Un titolo che riporta alla canzone di Adriano Celentano: «Altra piccola cialtronata inserita nel pezzo per evocare immediatamente una canzone che all’epoca suscitò polemiche. Era un periodo di lotte operaie e il senso era: se scioperi, non te la do. Il mio è un ribaltamento di prospettiva, è il concetto opposto: l’orario di lavoro deve essere equo, così uno ha anche il tempo di far l’amore».
Escluso dalle radio? Oggi il suo pezzo non viene passato alle radio («Mi tengono fuori dai giochi, chissà come mai»), per fortuna ci sono i diritti d’autore dei suoi successi passati. «Vamos a la Playa è il pezzo che rende di più, vale come una buona pensione. Al secondo posto c’è L’estate sta finendo».

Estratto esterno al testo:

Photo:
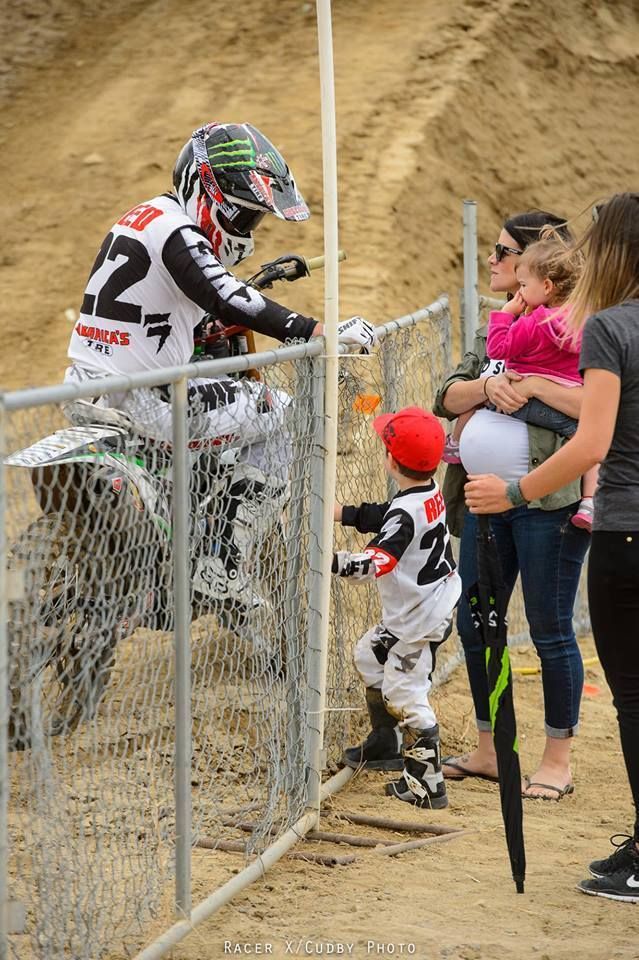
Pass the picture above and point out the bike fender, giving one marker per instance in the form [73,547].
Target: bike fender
[63,446]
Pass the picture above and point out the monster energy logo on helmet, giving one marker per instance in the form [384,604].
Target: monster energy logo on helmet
[241,155]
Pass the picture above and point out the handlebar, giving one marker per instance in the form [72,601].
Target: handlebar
[213,339]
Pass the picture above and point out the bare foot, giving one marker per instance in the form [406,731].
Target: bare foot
[474,764]
[549,782]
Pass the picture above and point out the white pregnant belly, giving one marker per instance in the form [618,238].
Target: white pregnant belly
[495,443]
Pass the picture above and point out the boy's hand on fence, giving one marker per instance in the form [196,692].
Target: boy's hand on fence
[356,566]
[357,331]
[516,306]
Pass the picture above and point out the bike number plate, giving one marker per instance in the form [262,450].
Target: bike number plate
[55,446]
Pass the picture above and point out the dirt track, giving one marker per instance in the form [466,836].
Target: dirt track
[513,104]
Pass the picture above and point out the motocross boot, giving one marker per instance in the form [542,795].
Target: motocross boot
[422,783]
[380,750]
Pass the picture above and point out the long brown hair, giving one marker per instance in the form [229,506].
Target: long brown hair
[611,271]
[553,258]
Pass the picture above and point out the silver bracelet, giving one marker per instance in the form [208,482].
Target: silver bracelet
[514,494]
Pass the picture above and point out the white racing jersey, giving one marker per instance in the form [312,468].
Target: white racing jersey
[412,557]
[155,277]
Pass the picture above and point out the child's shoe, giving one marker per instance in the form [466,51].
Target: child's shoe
[621,884]
[451,450]
[423,781]
[584,516]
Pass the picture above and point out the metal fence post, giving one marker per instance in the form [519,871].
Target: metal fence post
[4,705]
[182,599]
[471,293]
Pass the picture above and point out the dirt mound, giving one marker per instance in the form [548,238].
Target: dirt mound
[510,103]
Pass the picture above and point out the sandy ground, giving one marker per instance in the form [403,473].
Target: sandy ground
[508,102]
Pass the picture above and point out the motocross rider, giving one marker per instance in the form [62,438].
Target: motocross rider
[161,268]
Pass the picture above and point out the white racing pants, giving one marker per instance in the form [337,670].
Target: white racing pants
[406,677]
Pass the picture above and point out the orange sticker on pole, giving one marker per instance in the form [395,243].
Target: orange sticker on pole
[366,402]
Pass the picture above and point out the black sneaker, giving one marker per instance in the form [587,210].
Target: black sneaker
[619,860]
[380,751]
[401,790]
[623,884]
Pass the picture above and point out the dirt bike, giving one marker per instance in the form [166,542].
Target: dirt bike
[96,565]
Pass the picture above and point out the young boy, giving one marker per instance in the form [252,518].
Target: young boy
[411,560]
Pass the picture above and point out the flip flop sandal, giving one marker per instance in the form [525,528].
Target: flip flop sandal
[560,791]
[464,772]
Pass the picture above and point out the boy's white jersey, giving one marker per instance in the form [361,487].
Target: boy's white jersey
[415,570]
[154,279]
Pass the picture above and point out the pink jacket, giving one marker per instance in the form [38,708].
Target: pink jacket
[533,344]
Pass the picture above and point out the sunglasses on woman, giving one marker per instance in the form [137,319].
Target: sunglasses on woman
[501,251]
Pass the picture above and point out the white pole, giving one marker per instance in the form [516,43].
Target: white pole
[319,651]
[471,281]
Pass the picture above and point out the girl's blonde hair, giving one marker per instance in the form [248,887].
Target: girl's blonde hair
[554,258]
[611,270]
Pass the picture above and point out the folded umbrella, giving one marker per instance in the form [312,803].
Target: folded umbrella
[488,604]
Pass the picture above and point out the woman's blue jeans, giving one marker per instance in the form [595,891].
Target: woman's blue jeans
[548,551]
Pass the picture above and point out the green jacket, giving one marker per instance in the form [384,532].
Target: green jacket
[542,444]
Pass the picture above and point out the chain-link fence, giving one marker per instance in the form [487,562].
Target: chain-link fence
[159,620]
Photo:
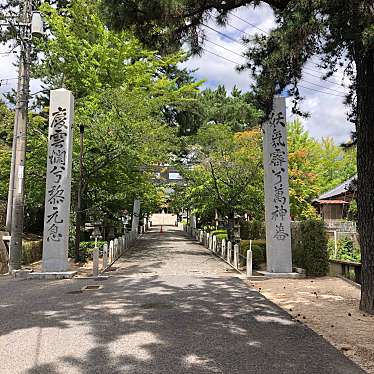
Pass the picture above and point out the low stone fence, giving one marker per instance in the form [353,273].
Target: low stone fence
[224,249]
[346,269]
[116,248]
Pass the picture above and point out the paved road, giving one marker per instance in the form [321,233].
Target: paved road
[170,307]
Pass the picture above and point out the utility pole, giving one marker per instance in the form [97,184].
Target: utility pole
[17,184]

Vamos a la Playa. Durante il successo di Vamos a la Playa, Johnson (vero nome Stefano Righi) era a militare. Per viverlo simulò una crisi depressiva. «Non del tutto inventata – conferma al Corsera – Ho cominciato davvero a sclerare: mi stava cambiando la vita e io ero lì, mi sentivo in carcere, era una situazione molto stressante fatta di sbotti e crisi quasi isteriche». Allora «raccontai balle che risultarono assolutamente inefficaci. A quel punto tirai fuori l’istinto di sopravvivenza. Supplicai lo psicologo, gli dissi che ero uno dei due di Vamos a la playa, che avevo bisogno di 20 giorni di permesso. Mi fecero tutto un gran dis cor so su quanto fos s e importante fare il militare, ma alla fine mi concessero 20 giorni. E poi altri ancora. Ne sono uscito così».
Johnson e le donne. Tanto successo, tante donne? Chiede Renato Franco a Johnson Righeira: «Ero molto timido e lo sono ancora. Non sono mai stato un donnaiolo. Sicuramente ho avuto molte meno donne di quelle che avrei potuto. Ma anche in situazioni sporadiche, quelle da una notte e via, ho bei ricordi delle ragazze con cui sono stato e non ho mai più visto. In fondo sono un sentimentale, da un testo come L’estate sta finendo dovrebbe essere abbastanza evidente».
La separazione. Johnson e Michael si sono separati solo quando «abbiamo attraversato quel periodo di difficoltà a fine Anni 80 l’insuccesso ha generato reazioni diverse. Io l’ho vissuto in modo più superficiale, Michael forse in modo più profondo. Tra di noi è venuto a mancare l’aspetto del gioco che era quello che aveva generato l’empatia, la sintonia degli inizi. Abbiamo cominciato a prendere strade diverse, avevamo visioni di vita differenti e questo ci ha progressivamente allontanati fino a non avere più niente in comune».
Le critiche. Le critiche facevamo male anche a lui, sia chiaro. «Male perché ero convinto che le nostre canzoni avevano contenuti paralleli, piani di lettura e citazioni che la critica ha snobbato, fermandosi solo a un’analisi superficiale. Io ci soffrivo: magari eravamo primi in classifica, leggevo una recensione negativa e mi incazzavo come una bestia». I rivali dei Righiera? «Con Gazebo c’era una certa rivalità perché ci contendevamo i primati in classifica, lui spaccava in Germania, noi in Italia più di lui».